SUMMARY OF THE INVENTION

[0005] The present invention is broadly directed to various methods and systems for fabricating or manufacturing a catalyst. The invention is also broadly directed to various systems and methods that may be used in conjunction with systems for fabricating or manufacturing a catalyst.

[0006] A method for monitoring the manufacture or fabrication of a catalyst such as a metallocene catalyst, Ziegler-Natta catalyst, Cr-based catalyst, etc. according to a class of embodiments includes determining a starting weight of a first container or of a first material stored therein using a weight scale, the first material being a component used for catalyst manufacture. Upon transferring at least some of the first material to a second container, determining a weight of the first material transferred to the second container using a mass flow meter. An ending weight of the first container or of the first material stored therein is determined using the weight scale. A change of weight of the first container or of the first material stored therein is determined. The weight determined by the mass flow meter, or derivative thereof, is compared to the change of weight, or derivative thereof, of the first container or of the first material stored therein. A further action is performed if the weight determined by the mass flow meter, or derivative thereof, is different than the change of weight, or derivative thereof, of the first container or of the first material stored therein.

[0007] Further embodiments include the following steps: determining a starting weight of a third container or of a second material stored therein using a second weight scale, the second material being a component used for the catalyst manufacture; transferring the second material to the second container; determining a weight of the second material transferred to the second container using a second mass flow meter; determining an ending weight of the third container or of the second material stored therein using the second weight scale; determining a change of weight of the third container or of the second material stored therein; comparing the weight determined by the second mass flow meter, or derivative thereof, to the change of weight, or derivative thereof, of the third container or of the second material stored therein; and performing a further action if the weight determined by the second mass flow meter, or derivative thereof, is different than the change of weight, or derivative thereof, of the third container or of the second material stored therein.

[0008] A method for monitoring the manufacture of a catalyst according to other embodiments includes determining a starting weight of a second container using a weight scale; transferring at least some of a first material from a first container to the second container, the first material being a component used for catalyst manufacture; determining a weight of the first material transferred to the second container using a mass flow meter; determining an ending weight of the second container using the weight scale; determining a change of weight of the second container; comparing the weight determined by the mass flow meter, or derivative thereof, to the change of weight, or derivative thereof, of the second container; and performing a further action if the weight determined by the mass flow meter, or derivative thereof, is different than the change of weight of the second container, or derivative thereof.

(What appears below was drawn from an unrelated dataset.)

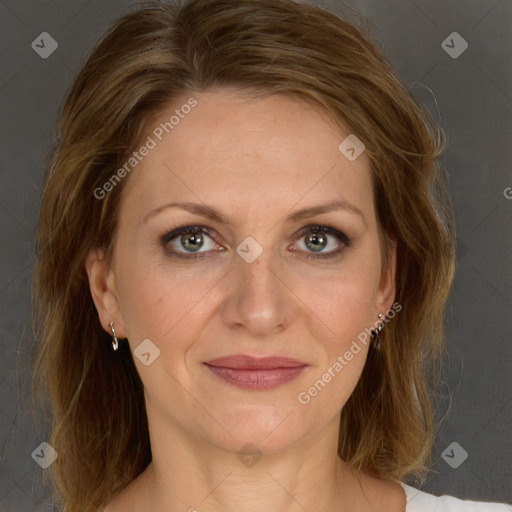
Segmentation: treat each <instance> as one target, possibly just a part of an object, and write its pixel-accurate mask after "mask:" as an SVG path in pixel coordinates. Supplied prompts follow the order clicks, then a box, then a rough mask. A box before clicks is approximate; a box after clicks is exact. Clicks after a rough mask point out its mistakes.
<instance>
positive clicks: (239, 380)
mask: <svg viewBox="0 0 512 512" xmlns="http://www.w3.org/2000/svg"><path fill="white" fill-rule="evenodd" d="M203 364H204V365H205V366H206V367H207V368H208V369H209V370H210V371H211V372H213V373H214V374H215V375H216V376H217V377H219V378H221V379H222V380H224V381H226V382H228V383H229V384H232V385H234V386H237V387H239V388H242V389H251V390H267V389H273V388H276V387H279V386H282V385H283V384H286V383H287V382H290V381H292V380H294V379H296V378H297V377H298V376H299V375H300V374H301V373H302V371H303V370H304V369H305V368H306V367H307V366H308V365H307V364H306V363H303V362H301V361H297V360H296V359H291V358H289V357H263V358H255V357H251V356H246V355H244V354H235V355H233V356H228V357H221V358H219V359H214V360H212V361H208V362H206V363H203Z"/></svg>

[0009] A method for monitoring the manufacture of a catalyst according to yet another embodiment includes determining a change in weight, or derivative thereof, of a first container or of a first material stored therein using a weight scale, the first material being a component used for catalyst manufacture; transferring at least some of a first material from a first container to a second container, determining a volume of the first material in the first container; calculating a weight, or derivative thereof, of the first material in the first container based on the volume; comparing the change in weight, or derivative thereof, to the calculated weight, or derivative thereof; and performing a further action if the change in weight, or derivative thereof, is different than the calculated weight, or derivative thereof.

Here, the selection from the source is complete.